With that I stopped thinking of Christopher Fowler as a to be read author and started thinking of him as a fellow book lover. The book came home, and I’m very glad that it did.
At the heart of Paperboy is a boy growing up in a London suburb in the fifties and sixties. It’s not a world I remember, but the book brings it life beautifully.
And then there’s the family. Dysfunctional is probably the word, though it doesn’t suit the period. His mother struggles to hold the family together, while his father was clearly troubled and difficult to live with.
And so young Christopher finds an escape route courtesy of the written word. First comics, then an assortment of books, until he discovers the boundless possibilities of public libraries.
His father will never understand Christopher, but fortunately his mother does, and gently encourages his reading and writing aspirations.
It’s a simple story, in many ways an unremarkable story, and yet it’s a story that comes completely to life because it is so perfectly observed and so packed with wonderful details.
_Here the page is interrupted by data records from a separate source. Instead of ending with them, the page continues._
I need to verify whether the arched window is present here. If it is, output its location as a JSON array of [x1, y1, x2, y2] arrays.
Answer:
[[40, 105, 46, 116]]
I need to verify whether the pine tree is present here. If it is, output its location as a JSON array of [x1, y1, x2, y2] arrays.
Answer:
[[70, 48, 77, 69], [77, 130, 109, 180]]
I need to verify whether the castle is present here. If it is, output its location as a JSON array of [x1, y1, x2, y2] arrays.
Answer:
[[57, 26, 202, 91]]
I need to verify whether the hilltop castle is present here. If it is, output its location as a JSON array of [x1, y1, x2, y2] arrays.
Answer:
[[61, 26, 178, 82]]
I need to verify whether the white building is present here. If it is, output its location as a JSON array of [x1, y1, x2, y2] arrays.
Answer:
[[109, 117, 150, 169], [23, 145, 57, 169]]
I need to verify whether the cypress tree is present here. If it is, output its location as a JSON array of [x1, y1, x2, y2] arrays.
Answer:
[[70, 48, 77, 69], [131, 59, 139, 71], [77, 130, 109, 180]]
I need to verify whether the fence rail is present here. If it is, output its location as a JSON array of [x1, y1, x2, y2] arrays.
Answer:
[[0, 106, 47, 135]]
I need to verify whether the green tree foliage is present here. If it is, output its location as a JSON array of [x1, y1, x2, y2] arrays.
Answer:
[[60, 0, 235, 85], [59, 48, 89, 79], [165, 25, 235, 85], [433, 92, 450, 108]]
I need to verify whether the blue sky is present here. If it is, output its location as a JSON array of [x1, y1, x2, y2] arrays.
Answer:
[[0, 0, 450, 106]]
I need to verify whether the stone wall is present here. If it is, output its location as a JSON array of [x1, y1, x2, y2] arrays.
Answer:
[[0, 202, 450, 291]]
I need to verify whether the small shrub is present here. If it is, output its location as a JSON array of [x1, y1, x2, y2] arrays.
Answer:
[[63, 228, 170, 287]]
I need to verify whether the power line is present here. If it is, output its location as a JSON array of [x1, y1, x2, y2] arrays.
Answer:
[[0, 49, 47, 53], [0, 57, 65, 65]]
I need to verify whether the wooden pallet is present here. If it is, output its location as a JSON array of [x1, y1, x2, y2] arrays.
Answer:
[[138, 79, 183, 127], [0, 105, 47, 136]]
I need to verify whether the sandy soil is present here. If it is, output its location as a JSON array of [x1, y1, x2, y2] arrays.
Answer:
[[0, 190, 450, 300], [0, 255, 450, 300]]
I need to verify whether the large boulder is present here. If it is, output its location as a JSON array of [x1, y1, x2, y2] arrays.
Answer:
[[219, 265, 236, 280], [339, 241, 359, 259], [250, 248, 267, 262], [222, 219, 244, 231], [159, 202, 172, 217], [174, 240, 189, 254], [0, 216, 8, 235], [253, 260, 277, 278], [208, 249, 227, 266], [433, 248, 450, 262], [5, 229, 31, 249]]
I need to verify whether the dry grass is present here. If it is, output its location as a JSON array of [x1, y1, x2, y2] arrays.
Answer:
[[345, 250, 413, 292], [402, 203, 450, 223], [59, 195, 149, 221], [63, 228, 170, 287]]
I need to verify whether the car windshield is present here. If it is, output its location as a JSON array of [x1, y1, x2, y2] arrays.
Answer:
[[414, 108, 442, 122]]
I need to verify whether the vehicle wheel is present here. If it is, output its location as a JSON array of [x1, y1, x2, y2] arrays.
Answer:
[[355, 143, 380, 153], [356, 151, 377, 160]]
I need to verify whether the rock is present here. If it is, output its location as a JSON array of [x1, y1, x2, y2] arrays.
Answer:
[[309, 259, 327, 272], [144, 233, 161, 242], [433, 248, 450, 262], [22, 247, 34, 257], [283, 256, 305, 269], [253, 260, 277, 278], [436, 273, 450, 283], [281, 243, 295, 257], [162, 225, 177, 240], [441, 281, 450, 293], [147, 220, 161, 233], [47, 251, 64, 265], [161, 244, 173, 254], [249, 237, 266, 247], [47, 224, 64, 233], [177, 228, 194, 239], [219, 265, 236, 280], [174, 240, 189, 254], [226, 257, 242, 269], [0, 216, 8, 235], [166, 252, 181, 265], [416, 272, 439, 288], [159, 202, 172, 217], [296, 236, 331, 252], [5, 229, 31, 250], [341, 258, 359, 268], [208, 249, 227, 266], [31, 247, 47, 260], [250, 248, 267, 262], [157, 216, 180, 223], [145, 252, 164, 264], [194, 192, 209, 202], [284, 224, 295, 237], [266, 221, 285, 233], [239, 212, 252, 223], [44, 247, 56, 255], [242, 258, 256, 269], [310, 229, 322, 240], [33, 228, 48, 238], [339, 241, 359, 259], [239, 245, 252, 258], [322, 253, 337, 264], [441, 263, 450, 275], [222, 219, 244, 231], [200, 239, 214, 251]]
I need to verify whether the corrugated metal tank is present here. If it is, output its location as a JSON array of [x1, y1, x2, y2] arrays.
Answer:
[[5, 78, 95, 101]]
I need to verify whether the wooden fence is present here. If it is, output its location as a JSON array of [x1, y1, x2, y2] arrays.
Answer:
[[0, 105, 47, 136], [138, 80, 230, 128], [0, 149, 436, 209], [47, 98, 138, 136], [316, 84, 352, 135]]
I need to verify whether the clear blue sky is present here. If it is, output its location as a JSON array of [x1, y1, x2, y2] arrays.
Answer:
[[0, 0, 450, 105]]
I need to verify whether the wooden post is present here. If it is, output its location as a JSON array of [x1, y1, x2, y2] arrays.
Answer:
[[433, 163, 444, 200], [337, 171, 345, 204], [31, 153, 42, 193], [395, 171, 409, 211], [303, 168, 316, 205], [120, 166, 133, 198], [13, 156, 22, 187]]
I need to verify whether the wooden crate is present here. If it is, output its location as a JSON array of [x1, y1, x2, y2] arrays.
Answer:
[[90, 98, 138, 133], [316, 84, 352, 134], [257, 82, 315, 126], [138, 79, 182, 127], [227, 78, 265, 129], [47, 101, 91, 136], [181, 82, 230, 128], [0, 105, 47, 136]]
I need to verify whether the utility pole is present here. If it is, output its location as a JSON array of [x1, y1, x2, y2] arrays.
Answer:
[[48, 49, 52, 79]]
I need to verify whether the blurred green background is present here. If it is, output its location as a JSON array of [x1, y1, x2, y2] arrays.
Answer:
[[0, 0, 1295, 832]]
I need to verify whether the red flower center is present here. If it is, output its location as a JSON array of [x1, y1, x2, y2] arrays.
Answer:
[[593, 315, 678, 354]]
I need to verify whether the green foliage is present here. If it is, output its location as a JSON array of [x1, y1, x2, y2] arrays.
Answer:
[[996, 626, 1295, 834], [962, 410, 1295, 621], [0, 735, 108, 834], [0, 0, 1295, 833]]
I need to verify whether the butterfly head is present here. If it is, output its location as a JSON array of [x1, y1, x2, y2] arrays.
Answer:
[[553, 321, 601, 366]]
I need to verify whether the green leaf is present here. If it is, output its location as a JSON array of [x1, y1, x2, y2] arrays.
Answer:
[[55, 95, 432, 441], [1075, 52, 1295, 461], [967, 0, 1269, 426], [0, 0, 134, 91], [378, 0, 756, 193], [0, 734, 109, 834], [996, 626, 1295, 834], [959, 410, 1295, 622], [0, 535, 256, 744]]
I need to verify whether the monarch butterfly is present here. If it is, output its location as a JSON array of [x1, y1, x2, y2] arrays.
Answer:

And all considered with warmth, wit, intelligence and a distinctive point of view.
I’d love to share every detail but I can’t , so let’s pick a few pages at random:
* The futility of exam questions.
* His mother’s list of favourite authors.
* The joy of a new comic and a bar of chocolate.
* The arrival of Doctor Who.
* Reasons why the era of swinging London began in 1960.
* Caravan holidays.
* The gap between British and Hollywood cinema.
Yes, all of the details that illuminated a young life are here.
This is a book that you’ll want to read from cover to cover, but it’s also a book you can dip into and enjoy a few pages at a time
I’m very sorry that I shall have to give this one back to the library.